I think what you're suggesting is.... well it's wrong.
The fly doesn't transfer enough momentum to halt the train.
You are drawing on the fallacy that if you choose a moment in time, i.e. the fly hitting the train/train hitting the fly the train seems to be still; as you have stopped time.
This thread is an assault on reason!
Originally posted by Freddie2004This is the problem, Freddie.
At the instant it changes direction, the fly must be stationary and because, at that instant it is also stuck on to the front of the train, the train must also be stationary. Thus a fly can stop a train.
Assuming the fly is a solid object, like a pingpong ball, its whole will
have to reverse velocity in order to change directions, just like when
you throw a ball against a wall (the liquid example simply
demonstrates that the fly, being organic, will do this in very rapid
stages, first the front, then the middle, then the back -- even a rubber
ball will do this, as it bends when it hits the wall).
However, the notion that the train is stationary is fallacious. The
train is never stationary; it may lose an infinitessimal amount of
velocity as the fly strikes it, but nothing more than that.
What you are describing is one of Xeno's paradoxes. He observed
that motion is made up of an infinite number of stationary positions,
like frames in a movie reel. But, of course, just because the picture
of a discrete moment in the travel of an object appears stationary,
it certainly isn't. Otherwise motion, itself, is a paradox.
Nemesio
Originally posted by NemesioBefore you completed writing that, you had to write half of it...
This is the problem, Freddie.
Assuming the fly is a solid object, like a pingpong ball, its whole will
have to reverse velocity in order to change directions, just like when
you throw a ball against a wall (the liquid example simply
demonstrates that the fly, being organic, will do this in very rapid
stages, first the front, then the middle, then th ...[text shortened]... ct appears stationary,
it certainly isn't. Otherwise motion, itself, is a paradox.
Nemesio
Originally posted by Freddie2004Why would the fly even be stationary when it hits the train though? If you look at a slow motion view of a big crashing into a windshield, (if I remember this correctly) you'll see that the bug explodes as it hits the windshield which means the bug guts/goo would be the only stationary part of the bug, right?
This is a paradox that has been puzzling me for a while now. A fly is flying in the opposite direction to a moving train. The fly hits the train head-on. As the fly strikes the front of the train, it's direction direction of movement changes through 180 degrees., because it hits the windscreen and continues as an amorphous blob of fly-goo on the front ...[text shortened]... the logical inconsistancy with this. Or does it explain something about British Rail 😉
Fred
There's a very short period of time during which the fly is stationary, because the acceleration takes place over a period of time. However, this doesn't mean that the *train* must be stationary at that time. The train is still moving, and the point where the fly is stationary happens *before* the fly and train and moving at the same velocity in the same direction.
Also, there's the issue that zero is a discrete point on an infinite continuum between the fly's two velocity points (one negative, one positive). I'm not sure how you resolve that one.
I'll throw something in here.
Firstly assume this:
We as the observers defines movement. Relative motion
does only complicate things.
Lets agree that velocity is change in position per time unit.
This means that if you look at the scene frosen in a single
instant no movement ever occurs.

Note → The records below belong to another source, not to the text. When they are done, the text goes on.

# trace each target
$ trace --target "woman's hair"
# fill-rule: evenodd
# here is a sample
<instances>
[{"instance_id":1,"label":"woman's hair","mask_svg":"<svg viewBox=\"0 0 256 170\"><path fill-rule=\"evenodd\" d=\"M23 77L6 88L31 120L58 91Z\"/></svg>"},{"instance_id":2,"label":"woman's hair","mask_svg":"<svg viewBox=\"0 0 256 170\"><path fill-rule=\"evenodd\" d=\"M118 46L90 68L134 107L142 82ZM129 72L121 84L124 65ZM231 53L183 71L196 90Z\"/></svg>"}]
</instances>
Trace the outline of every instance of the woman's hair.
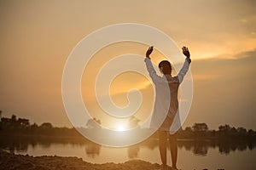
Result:
<instances>
[{"instance_id":1,"label":"woman's hair","mask_svg":"<svg viewBox=\"0 0 256 170\"><path fill-rule=\"evenodd\" d=\"M167 60L162 60L161 62L159 63L158 67L160 68L162 67L162 71L163 74L171 74L172 73L172 65L171 63Z\"/></svg>"}]
</instances>

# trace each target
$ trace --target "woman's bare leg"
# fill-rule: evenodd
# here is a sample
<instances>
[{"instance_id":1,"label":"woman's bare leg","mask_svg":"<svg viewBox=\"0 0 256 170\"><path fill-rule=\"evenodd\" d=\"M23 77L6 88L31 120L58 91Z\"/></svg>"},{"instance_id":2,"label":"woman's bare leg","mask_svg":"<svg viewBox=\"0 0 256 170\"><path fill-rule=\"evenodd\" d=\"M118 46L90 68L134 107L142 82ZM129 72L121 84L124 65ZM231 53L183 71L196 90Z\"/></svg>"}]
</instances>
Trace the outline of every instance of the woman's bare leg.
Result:
<instances>
[{"instance_id":1,"label":"woman's bare leg","mask_svg":"<svg viewBox=\"0 0 256 170\"><path fill-rule=\"evenodd\" d=\"M177 134L169 135L170 145L171 145L171 157L172 162L172 167L177 168Z\"/></svg>"},{"instance_id":2,"label":"woman's bare leg","mask_svg":"<svg viewBox=\"0 0 256 170\"><path fill-rule=\"evenodd\" d=\"M159 133L159 150L160 154L161 162L164 169L166 168L166 140L167 140L167 132L158 131Z\"/></svg>"}]
</instances>

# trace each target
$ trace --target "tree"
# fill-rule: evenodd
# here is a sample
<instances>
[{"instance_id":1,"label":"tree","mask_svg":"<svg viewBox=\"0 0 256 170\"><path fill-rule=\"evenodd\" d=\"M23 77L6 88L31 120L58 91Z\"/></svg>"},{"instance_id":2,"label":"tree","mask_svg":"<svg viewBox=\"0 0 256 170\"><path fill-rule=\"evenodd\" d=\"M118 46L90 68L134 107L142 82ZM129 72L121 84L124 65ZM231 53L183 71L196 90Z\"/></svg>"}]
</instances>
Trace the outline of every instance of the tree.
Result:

A velocity of zero can therefore be sustanied either indefinditly or no at all.
So saying that the fly stops is just wrong. It has "stoped" only at a single point in time. That single point does not give us enough data
to say anything about its speed or direction. And no matter how small timeslice you'll always measure a change in position. Thus, speed.
The fly never stops. And the train doesnt either :-)
Originally posted by chasparosThat sentence made me come up with this answer...
Lets agree that velocity is change in position per time unit.
The idea was, that the fly stops the train. In other words, the train's speed has to be 0 km/h (mph) then.
The formula for speed is:
speed = distance/time
But what is the time here? It is obviously 0s because as soon as you take a time span larger than 0s, you will also see a movement of the train.
So we can state t = 0s. But since division by zero is not allowed, the speed is definitely not zero. It's not any other value either, but it's also not zero. Therefore, the fly didnt stop the train. qed imo 😛
Originally posted by NemesioPicked this out of context... sorry about that.
This is the problem, Freddie.
.. just like when you throw a ball against a wall..
Fly vs train is NOT the same as Ball vs Wall.
Agreeing again to disregard relativity, the wall is stationary and does not input any energy to the ball, as the train does to the fly.
The sum of forces affecting the ball, is zero. (disregarding gravity and such) So the ball is indead motionless at some point.
(I think. Possibly deformation on the wall makes this statement null an void)
But my point is that they are not the same.